I am the durable/financial/ POA for my mother (72 yo), who lived alone and independently. She had a life-event (CHF) in mid-February this year, and I suspected that something else cognitively was going on as well since December 2020. During her hospitalization, I demanded that the doctors test her. Based on those initial results, they recommended further follow-up with a geriatric Internist.
Post-hospitalization, we followed up and had her more formally tested (MMSE). Her Geriatric Internist suspects other medical conditions may be a factor and does not want to formally diagnose her (with Dementia) until she is under treatment for 4-6 months then assess her again. During her hospitalization recovery, we have hired a 5-day week care-giver to assist her with treatment plans, health and medication checks, social, physical, and mental engagement.
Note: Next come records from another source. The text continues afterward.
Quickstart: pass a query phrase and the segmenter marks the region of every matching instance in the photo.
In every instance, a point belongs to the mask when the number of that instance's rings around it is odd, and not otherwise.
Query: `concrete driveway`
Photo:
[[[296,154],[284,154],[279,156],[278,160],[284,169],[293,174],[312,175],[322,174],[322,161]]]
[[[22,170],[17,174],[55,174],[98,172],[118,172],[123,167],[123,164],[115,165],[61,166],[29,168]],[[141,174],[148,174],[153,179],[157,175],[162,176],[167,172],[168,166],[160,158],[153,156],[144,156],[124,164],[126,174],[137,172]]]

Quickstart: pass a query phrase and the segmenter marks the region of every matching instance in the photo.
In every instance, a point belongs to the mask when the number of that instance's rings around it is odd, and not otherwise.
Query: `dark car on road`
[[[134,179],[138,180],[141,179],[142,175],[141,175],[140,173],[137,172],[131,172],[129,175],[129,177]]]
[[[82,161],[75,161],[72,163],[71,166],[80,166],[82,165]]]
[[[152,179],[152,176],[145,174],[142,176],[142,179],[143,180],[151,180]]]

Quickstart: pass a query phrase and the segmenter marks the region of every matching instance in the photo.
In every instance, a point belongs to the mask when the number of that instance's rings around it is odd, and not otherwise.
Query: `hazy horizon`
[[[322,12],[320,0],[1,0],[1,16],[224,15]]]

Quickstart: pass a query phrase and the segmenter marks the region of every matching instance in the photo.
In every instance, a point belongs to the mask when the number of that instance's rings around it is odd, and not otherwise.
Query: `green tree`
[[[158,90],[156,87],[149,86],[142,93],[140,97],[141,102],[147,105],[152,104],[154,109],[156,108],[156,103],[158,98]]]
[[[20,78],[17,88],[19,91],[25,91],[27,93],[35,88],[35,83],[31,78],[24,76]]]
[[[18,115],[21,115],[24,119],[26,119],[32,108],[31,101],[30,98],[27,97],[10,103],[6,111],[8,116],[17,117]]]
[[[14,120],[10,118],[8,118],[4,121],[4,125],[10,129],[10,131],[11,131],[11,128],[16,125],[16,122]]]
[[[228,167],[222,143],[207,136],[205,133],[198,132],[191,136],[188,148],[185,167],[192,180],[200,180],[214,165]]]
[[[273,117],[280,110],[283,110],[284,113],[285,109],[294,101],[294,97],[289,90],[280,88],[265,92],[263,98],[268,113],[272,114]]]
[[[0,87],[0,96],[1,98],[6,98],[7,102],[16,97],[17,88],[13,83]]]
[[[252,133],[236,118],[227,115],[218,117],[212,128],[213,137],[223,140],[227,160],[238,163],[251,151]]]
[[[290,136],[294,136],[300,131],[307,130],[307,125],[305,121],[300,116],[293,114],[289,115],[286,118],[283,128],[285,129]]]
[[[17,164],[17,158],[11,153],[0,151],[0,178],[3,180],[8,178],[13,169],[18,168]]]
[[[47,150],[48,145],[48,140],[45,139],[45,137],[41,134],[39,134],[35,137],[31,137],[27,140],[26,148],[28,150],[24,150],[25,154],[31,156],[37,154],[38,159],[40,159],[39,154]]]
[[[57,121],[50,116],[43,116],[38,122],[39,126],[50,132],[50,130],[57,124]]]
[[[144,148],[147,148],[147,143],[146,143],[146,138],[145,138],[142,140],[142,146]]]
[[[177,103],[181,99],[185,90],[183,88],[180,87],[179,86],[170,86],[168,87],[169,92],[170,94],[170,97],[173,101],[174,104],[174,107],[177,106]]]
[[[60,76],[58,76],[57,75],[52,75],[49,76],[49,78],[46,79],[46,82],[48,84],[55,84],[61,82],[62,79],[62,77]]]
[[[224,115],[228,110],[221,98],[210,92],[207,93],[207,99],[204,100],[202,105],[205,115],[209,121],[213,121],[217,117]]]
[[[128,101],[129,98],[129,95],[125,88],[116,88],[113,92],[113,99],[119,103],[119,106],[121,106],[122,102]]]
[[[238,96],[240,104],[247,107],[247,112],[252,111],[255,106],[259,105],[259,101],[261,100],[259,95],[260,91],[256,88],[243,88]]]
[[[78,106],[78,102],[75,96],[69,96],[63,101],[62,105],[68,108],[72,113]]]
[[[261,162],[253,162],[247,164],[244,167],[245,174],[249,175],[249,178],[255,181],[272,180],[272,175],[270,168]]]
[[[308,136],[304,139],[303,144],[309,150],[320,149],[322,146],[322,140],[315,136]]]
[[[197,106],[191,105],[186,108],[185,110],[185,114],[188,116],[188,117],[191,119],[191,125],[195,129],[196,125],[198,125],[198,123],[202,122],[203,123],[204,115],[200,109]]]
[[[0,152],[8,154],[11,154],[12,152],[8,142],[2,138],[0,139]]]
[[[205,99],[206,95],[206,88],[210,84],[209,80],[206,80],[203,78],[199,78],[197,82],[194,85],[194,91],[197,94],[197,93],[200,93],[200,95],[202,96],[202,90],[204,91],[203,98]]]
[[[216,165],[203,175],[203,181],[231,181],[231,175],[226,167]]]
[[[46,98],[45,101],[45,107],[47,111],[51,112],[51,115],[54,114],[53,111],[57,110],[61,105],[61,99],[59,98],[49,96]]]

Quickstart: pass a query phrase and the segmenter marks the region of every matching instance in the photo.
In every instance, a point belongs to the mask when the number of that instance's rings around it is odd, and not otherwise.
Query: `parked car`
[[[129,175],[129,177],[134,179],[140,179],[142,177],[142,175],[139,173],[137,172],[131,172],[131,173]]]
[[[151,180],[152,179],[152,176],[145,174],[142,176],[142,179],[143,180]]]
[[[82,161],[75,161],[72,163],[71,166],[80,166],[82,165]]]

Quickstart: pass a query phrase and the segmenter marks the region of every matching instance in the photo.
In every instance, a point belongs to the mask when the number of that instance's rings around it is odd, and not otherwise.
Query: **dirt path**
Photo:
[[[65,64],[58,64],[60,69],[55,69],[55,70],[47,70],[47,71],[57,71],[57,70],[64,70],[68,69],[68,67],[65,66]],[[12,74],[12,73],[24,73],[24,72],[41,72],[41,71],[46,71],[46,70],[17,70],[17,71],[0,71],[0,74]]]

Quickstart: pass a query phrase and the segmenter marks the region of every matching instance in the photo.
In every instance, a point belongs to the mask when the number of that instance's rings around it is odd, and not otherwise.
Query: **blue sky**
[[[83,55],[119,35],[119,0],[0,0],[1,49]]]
My brother and I support these activities on weekend (alternating) so that it is not such a financial crush while she can still somewhat make meals.
I had a chance to peek into her finances, and I am appalled. She has more credit card (CC) debt than she says (flagrant spender personality); There are clearly fraud charges on her account that she has not caught or realized they are hers. She easily thinks money has not been received, which I have shown her was deposited into her bank account. I believe she is spending more money than what is coming in. I have shown her the CC statements and asked her which ones are actually her purchases/charges so that we can submit fraud. We have even received notices from a few of the CC companies that they suspect fraud on her account, but she has not actioned on them (loss of executive function?).
She has never been one to be fiscally responsible. I would like to set her up on a sort of monthly budget to address the debt, and so that she is aware of where her money is going and what is coming in. She has resisted my attempts so far, and I have even suggest if she is not comfortable with me doing that she hires someone. I want to make sure she has the funds to support her for the long-term, as I am concerned that we will get that formal diagnosis of dementia and need MC/ALH. I think she believes I am trying to take over. I have read a few posts about others with family members with dementia and this disease appears to be a long one (12+ years), and we are fairly early in her situation.
Am I fretting about financials too early? What lessons have you learned during your caregiving time that you wished you knew sooner or would tell your younger self?